After three years of dictatorship, in 79 BCE, Sulla resigned and settled on his estate in Campania to stay with his family. He remained outside politics, except in a few situations where his interests were at stake. During his “retirement” he focused on writing memoirs (completed in 78 BCE), most of which were lost or destroyed. The preserved fragments survived in the works of later writers.

Death

He died in 78 BCE in Puteoli, Campania, on his estate, at the age of 60. Ancient evidence suggests Sulla had liver problems.

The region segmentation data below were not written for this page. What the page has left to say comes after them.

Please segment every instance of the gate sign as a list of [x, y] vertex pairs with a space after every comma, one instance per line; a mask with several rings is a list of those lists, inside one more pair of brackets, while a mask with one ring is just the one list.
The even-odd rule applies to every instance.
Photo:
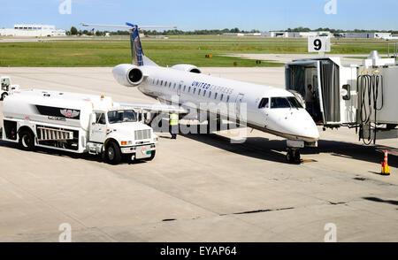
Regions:
[[330, 37], [308, 37], [308, 52], [330, 52]]

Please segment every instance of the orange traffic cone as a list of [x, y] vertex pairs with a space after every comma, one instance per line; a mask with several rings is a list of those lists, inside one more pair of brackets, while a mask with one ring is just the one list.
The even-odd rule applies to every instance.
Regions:
[[390, 175], [390, 166], [388, 165], [388, 151], [384, 151], [384, 162], [381, 163], [381, 175]]

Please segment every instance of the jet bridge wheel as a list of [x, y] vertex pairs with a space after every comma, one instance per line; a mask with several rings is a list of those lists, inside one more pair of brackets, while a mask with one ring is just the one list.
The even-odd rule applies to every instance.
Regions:
[[286, 158], [290, 164], [299, 164], [301, 162], [300, 150], [293, 149], [287, 149]]

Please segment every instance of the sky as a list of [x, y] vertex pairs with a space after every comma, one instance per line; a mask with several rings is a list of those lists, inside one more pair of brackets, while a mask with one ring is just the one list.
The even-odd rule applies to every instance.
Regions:
[[131, 22], [175, 25], [185, 31], [298, 27], [398, 30], [397, 0], [0, 0], [0, 28], [47, 24], [87, 29], [80, 23]]

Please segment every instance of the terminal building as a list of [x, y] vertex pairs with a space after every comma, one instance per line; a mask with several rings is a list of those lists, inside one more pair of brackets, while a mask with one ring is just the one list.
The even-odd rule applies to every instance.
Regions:
[[281, 38], [308, 38], [311, 36], [329, 36], [333, 37], [333, 34], [330, 32], [263, 32], [263, 33], [226, 33], [225, 36], [262, 36], [262, 37], [281, 37]]
[[14, 25], [11, 29], [0, 29], [0, 36], [50, 37], [65, 36], [66, 31], [49, 25]]
[[344, 38], [357, 39], [385, 39], [391, 37], [390, 33], [342, 33], [341, 34]]
[[263, 37], [282, 37], [282, 38], [308, 38], [311, 36], [329, 36], [333, 37], [331, 32], [264, 32]]

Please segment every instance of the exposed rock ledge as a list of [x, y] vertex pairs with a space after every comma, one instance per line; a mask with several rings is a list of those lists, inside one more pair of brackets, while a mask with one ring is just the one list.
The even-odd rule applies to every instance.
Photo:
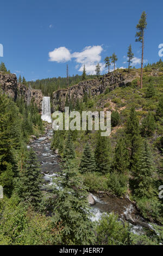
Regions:
[[82, 81], [71, 87], [54, 92], [53, 106], [55, 109], [59, 106], [60, 110], [62, 111], [67, 96], [68, 100], [73, 99], [76, 102], [77, 99], [82, 99], [85, 92], [92, 96], [98, 95], [104, 93], [107, 87], [110, 91], [112, 91], [116, 87], [125, 86], [128, 82], [129, 81], [126, 81], [123, 75], [117, 71], [104, 75], [99, 79]]
[[41, 111], [43, 95], [41, 90], [27, 88], [24, 84], [18, 83], [17, 77], [14, 74], [4, 74], [0, 72], [0, 88], [11, 97], [14, 100], [19, 96], [24, 97], [26, 101], [34, 100], [39, 108]]

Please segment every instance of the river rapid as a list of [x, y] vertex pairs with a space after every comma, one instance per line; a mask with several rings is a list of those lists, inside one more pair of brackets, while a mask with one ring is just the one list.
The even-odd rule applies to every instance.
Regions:
[[[42, 190], [45, 191], [49, 190], [51, 186], [55, 184], [55, 179], [61, 172], [59, 156], [51, 149], [52, 135], [53, 130], [47, 129], [43, 137], [30, 142], [28, 146], [33, 148], [41, 164], [44, 180]], [[150, 224], [141, 216], [134, 205], [127, 199], [111, 196], [91, 195], [96, 201], [91, 206], [92, 221], [99, 221], [103, 213], [114, 212], [118, 215], [120, 220], [129, 223], [135, 234], [143, 234], [143, 227], [149, 228]]]

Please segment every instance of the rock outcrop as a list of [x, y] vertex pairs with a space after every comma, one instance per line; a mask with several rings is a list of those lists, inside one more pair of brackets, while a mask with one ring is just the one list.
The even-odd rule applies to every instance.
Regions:
[[0, 72], [0, 88], [16, 100], [17, 97], [17, 81], [16, 75]]
[[43, 94], [41, 90], [27, 88], [17, 83], [16, 75], [0, 72], [0, 88], [15, 101], [18, 97], [23, 97], [29, 105], [32, 99], [37, 105], [39, 111], [42, 109]]
[[66, 97], [68, 100], [73, 99], [76, 102], [77, 99], [82, 99], [85, 92], [92, 96], [98, 95], [104, 93], [108, 87], [111, 91], [116, 87], [125, 86], [126, 83], [124, 76], [118, 71], [104, 75], [99, 79], [80, 82], [68, 88], [54, 92], [53, 94], [53, 106], [55, 109], [59, 105], [60, 109], [62, 111]]

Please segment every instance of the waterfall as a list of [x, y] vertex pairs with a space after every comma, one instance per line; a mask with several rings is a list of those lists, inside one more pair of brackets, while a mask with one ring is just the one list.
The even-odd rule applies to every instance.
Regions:
[[52, 123], [50, 97], [43, 97], [42, 103], [41, 119]]

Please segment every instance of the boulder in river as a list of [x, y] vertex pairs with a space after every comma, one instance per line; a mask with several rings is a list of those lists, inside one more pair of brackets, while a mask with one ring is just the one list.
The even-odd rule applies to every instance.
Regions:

Rupture of stomach ulcers is also suspected. The likely cause of the disease was alcohol abuse, which Sulla drank in large amounts for the rest of his life. He was buried in the Field of Mars in Rome.

Marriages and children

  • Ilia or Julia – possibly related to Julius Caesar’s family;
    • Cornelia;
    • Lucius Cornelius Sulla – died young;
  • Aelia;
  • Cloelia – Sulla got divorced due to her infertility;
  • Cecylia Metella Dalmatyka (82 BCE);
    • Faustus Cornelius Sulla;
    • Cornelia Fausta;
  • Valeria;
    • Cornelia Postuma – born after Sulla’s death.